I made this tool in the hopes that it would make eviction defense a little easier. Others may use it as well, but eviction plaintiffs and their representatives may not.

Installation

If you use Windows or MacOS, head to the Releases page and download the latest .exe or .app, respectively. Save it wherever you want, and it's installed! Just double-click it whenever you want to run it.

Alternatively, if you use Linux, or if you just want to run the program from a command-line, you can install it with pip. To do that, ensure that Python 3 is installed, then run the following command:

python3 -m pip install exhibiter

After that, you should be able to launch the Exhibiter GUI with the exhibiter command, or the command-line interface with exhibiter-cli.

Usage

Before you can use Exhibiter to compile evidence, you'll need to do a little work to rename and organize the input files.

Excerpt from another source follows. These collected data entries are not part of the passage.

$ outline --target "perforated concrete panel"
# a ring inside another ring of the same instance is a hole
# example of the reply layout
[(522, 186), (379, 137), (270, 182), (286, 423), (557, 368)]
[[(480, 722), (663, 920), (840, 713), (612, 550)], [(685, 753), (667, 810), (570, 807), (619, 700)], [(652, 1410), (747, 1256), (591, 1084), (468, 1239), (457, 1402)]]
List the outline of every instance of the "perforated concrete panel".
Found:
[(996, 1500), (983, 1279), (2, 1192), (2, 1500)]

First, let's define some basic concepts:

  • The input folder is the folder that you'll ultimately tell Exhibiter to process. It must contain one or more exhibit folders.
  • Exhibits are the files and folders located directly within the input folder. They can be PDFs, photos, or folders full of PDFs or photos. Every exhibit will have its own row in the exhibit list, and its own cover sheet in the main evidence PDF.
  • As noted above, an exhibit can be a folder. Documents are the files and folders located directly within an exhibit folder. Like exhibits, they can be PDFs, photos, or folders full of PDFs or photos. The exhibit list will display brief a description of each document in every exhibit.

The sections below give a bit more detail on these concepts. If you want an example of a completed input folder, see here.

Name the Exhibits

Every exhibit's filename (or folder name) must have a number or capital letter. For instance, 101 and A are both valid folder names, representing Exhibit 101 or Exhibit A, respectively.

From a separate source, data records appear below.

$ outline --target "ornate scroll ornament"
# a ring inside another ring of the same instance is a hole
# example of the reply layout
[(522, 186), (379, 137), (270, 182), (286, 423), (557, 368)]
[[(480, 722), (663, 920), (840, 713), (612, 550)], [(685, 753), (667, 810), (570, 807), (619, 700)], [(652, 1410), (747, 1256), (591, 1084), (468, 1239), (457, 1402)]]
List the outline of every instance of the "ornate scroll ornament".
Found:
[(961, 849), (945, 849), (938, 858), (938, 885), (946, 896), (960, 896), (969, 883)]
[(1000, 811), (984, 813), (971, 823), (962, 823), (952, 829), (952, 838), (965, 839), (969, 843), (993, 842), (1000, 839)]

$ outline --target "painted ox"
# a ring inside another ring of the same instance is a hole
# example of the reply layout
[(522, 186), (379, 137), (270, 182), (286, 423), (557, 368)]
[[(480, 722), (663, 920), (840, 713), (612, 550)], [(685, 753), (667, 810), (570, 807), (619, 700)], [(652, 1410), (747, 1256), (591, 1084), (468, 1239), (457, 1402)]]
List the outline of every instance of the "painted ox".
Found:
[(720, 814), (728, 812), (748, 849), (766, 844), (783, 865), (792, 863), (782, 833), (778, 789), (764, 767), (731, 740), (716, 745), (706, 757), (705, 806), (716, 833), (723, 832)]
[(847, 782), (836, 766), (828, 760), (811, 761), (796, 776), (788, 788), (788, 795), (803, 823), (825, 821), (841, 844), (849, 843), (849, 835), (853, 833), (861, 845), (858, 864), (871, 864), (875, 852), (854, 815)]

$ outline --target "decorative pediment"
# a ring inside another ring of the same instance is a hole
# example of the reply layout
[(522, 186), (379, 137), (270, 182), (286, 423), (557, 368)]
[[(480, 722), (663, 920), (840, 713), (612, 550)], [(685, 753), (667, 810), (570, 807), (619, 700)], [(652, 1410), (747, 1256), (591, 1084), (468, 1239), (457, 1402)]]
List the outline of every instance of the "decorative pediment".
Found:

You may also give each exhibit a title. If an exhibit is a folder full of named documents, the title is optional. If the exhibit is a PDF or image, it must have a title.

An exhibit has a title if, after the exhibit number, the filename has a period, space, and then some text. An example of a titled exhibit is 103. Party Communications.

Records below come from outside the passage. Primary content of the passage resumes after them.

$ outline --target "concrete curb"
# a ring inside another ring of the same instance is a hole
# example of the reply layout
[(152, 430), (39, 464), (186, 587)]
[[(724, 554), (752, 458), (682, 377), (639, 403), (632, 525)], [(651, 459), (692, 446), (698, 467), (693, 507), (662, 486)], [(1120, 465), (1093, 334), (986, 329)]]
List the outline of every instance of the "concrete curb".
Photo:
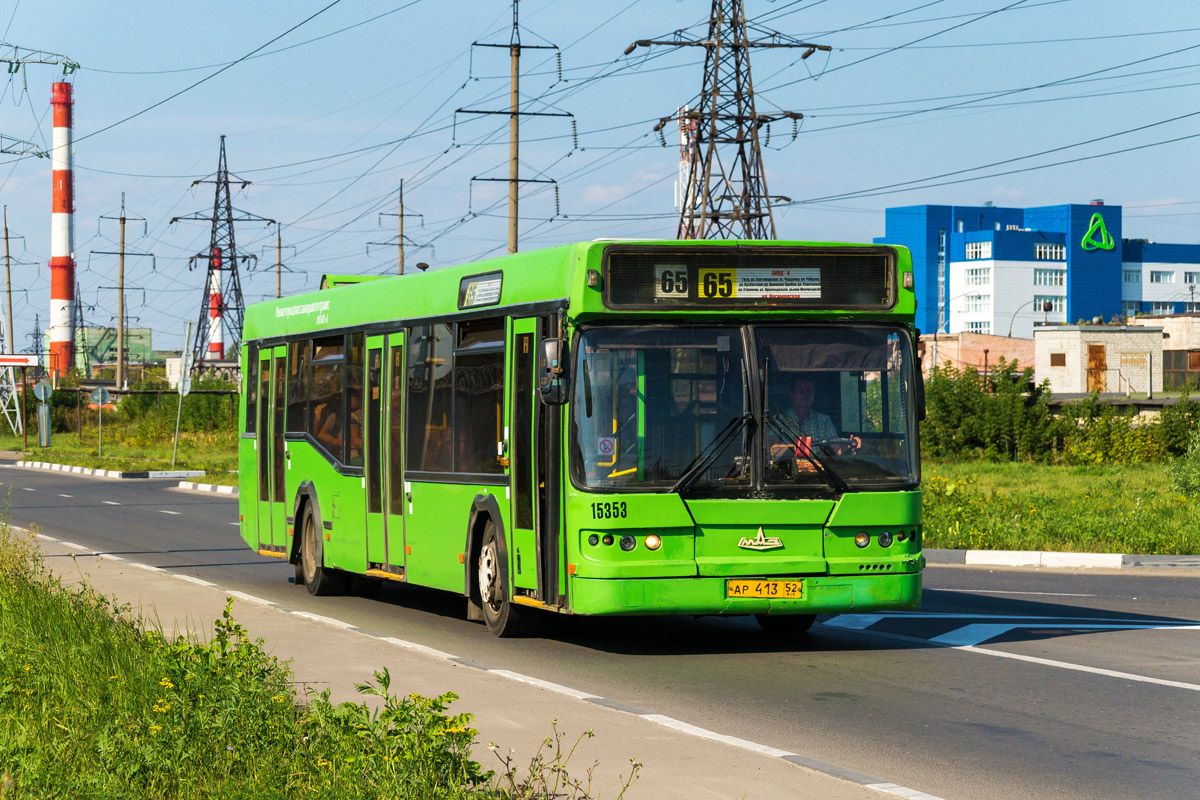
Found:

Finally, you may also add (UNUSED) at the end of a filename, indicating that Exhibiter should omit this exhibit unless expressly told otherwise. This is useful for evidence that should be produced in discovery but which you do not plan to introduce at trial.

Organize the Documents

As noted above, exhibits can be folders full of individual named documents. A document can be a PDF, an image in JPG or PNG format, or a folder full of PDFs or images. In any case, the document's filename determines how and where the document will appear. Note that if a document is a folder, the relevant filename is the name of the folder, not the files inside.

Within each exhibit, documents will be arranged in alphabetical order based on their filenames.

Each document will appear in the exhibit list with a description derived from its filename. Exhibiter has some opinions about how to turn filenames into descriptions, so you'll need to understand its process so that you can write filenames in a compatible format:

  1. First, Exhibiter removes the file extension, e.g. .pdf.
  2. If the filename starts with a number followed by a period and a space, Exhibiter removes this number, on the assumption that it's only meant for indicating the order of documents.
  3. If the filename starts with a date in YYYY-MM-DD or YYYYMMDD format, Exhibiter moves it to the end of the description, in M/D/YY format. If chronology is important, you should start filenames with these dates so that they will appear in chronological order. An example document filename is 2019-01-03 Rent Payment.jpg.
  4. If the document's filename ends with (UNUSED), the document will normally be omitted, the same way that entire exhibits with that tag will be omitted. If you tell Exhibiter not to omit such documents, the word (UNUSED) will be omitted from the description.

Run the Program

Finally, you're ready to run the program, by double-clicking the executable if you followed the Windows or MacOS instructions, or by running the exhibiter command if you installed it from pip. You should see a window like this:

screenshot

You can mouse over any of the options to see a description of what it does.